崔珩,“寒食节不让动灶火,没说不让动野火。”

他把草鱼从鱼钩上扯下,扔到地上一下子摔晕,说,“你一个半大的丫头,又是个书生,我一个外戚出身的粗人,政治清明与否是那些忠臣良相的事情,和咱们无关。寒食节咱们吃条草鱼,灶王爷不会劈一道雷下来,他老人家正忙着用鸡毛去插各家各户的灰烬,看看哪家不顾禁令私自燃火造饭,没空管咱们。”

清明节过后,雍南公学复课,梁十一带着孩子过来。

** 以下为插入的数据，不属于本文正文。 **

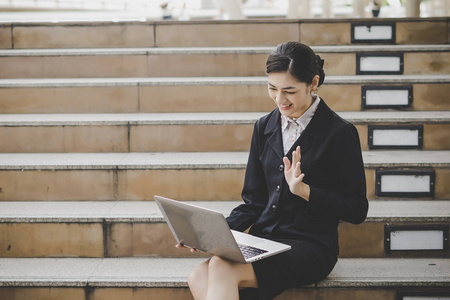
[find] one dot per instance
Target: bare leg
(225, 278)
(221, 279)
(198, 281)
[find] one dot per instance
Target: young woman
(304, 174)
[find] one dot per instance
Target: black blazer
(332, 163)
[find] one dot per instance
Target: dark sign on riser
(386, 96)
(373, 32)
(416, 237)
(423, 295)
(405, 183)
(379, 63)
(395, 136)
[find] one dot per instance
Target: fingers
(181, 246)
(287, 164)
(297, 171)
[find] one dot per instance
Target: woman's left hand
(294, 175)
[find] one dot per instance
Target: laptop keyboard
(249, 251)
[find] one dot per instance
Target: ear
(315, 83)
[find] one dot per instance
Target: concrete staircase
(98, 117)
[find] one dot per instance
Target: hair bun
(320, 61)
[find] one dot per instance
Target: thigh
(243, 274)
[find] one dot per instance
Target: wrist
(304, 191)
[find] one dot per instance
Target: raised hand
(294, 175)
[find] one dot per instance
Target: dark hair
(298, 59)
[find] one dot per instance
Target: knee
(220, 268)
(197, 276)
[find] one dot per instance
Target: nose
(279, 98)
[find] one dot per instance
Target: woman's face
(291, 96)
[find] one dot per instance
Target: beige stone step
(199, 176)
(187, 132)
(36, 34)
(130, 228)
(185, 62)
(196, 94)
(155, 278)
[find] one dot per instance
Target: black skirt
(306, 263)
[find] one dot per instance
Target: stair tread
(355, 117)
(196, 160)
(147, 211)
(219, 50)
(233, 80)
(172, 272)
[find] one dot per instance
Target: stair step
(141, 33)
(218, 61)
(123, 229)
(242, 94)
(199, 176)
(109, 277)
(165, 132)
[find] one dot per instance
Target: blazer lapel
(313, 135)
(273, 128)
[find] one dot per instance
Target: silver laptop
(207, 231)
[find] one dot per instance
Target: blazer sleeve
(254, 192)
(350, 202)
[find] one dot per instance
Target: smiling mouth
(285, 107)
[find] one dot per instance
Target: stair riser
(87, 293)
(189, 98)
(199, 184)
(80, 293)
(182, 65)
(161, 138)
(211, 34)
(119, 239)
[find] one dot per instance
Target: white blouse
(291, 129)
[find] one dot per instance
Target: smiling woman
(304, 174)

一到大门外,就看到一个壮实的男人,正背着手,站在门框子前面,昂着脑袋,正在看一块崭新的木匾。这个人梁十一见过,就是在抓捕西疆大长老的时候遇到那个腆着肚子的胖子,叫薛宣平,如今是元承行的大掌柜。

“真好,当真是好。”薛宣平还喃喃自语。“好到极点。”

——雍南公学,四个字,铁马冰河的刀光剑影中,却带着根骨极正的书卷气。怪,却难得,也好到了极点。

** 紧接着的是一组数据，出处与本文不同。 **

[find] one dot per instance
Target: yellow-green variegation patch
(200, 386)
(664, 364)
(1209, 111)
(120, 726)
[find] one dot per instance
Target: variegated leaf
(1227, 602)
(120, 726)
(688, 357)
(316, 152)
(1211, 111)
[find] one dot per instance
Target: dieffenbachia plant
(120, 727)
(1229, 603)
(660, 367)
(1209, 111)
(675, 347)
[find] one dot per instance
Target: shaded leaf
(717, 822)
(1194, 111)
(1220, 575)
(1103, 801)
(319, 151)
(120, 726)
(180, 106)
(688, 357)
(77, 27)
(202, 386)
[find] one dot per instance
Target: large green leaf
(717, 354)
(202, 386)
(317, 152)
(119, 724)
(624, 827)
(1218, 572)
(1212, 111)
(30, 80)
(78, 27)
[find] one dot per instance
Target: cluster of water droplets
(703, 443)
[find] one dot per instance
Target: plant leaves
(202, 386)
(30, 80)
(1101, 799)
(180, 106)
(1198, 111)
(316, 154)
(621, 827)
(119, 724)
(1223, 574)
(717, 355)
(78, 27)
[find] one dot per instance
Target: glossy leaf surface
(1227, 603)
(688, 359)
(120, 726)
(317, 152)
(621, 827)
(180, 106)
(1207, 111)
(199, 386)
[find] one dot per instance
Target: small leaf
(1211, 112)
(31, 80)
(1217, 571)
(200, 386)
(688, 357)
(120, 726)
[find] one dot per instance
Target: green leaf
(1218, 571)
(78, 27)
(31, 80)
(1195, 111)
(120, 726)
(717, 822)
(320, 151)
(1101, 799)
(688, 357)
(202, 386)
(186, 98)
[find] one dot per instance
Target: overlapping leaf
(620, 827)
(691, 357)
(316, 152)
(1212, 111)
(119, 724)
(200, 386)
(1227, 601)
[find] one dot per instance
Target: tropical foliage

这块匾上的字是大篆,早已经淡出人们的视线,随着古老的故纸堆被束之高阁,却在天下人看不见的地方被隆重使用着。西北道曾经秘密采过玉矿,赵毓控制这件事,知道的人不多,薛宣平却是其中之一。他知道那些玉石专供宫廷,其中一块千年不遇的籽玉雕刻成如意,上面刻了几个字,字体就是大篆。

薛宣平嘀咕着,“难道,老赵当真要把这个公学做成万世基业?”

梁十一叫了他一声,“薛先生。”

薛宣平一扭头,……,如今他也瘦到可以扭动脖子而不必转动粗壮的身躯,于是,他双眼一看是梁十一,那个吃人不吐骨头的北镇抚司的朝廷鹰犬与走狗,——“妈呀!”他叫了一声,撒开两只腿,蹿的比肥山羊还快!

梁十一,“……”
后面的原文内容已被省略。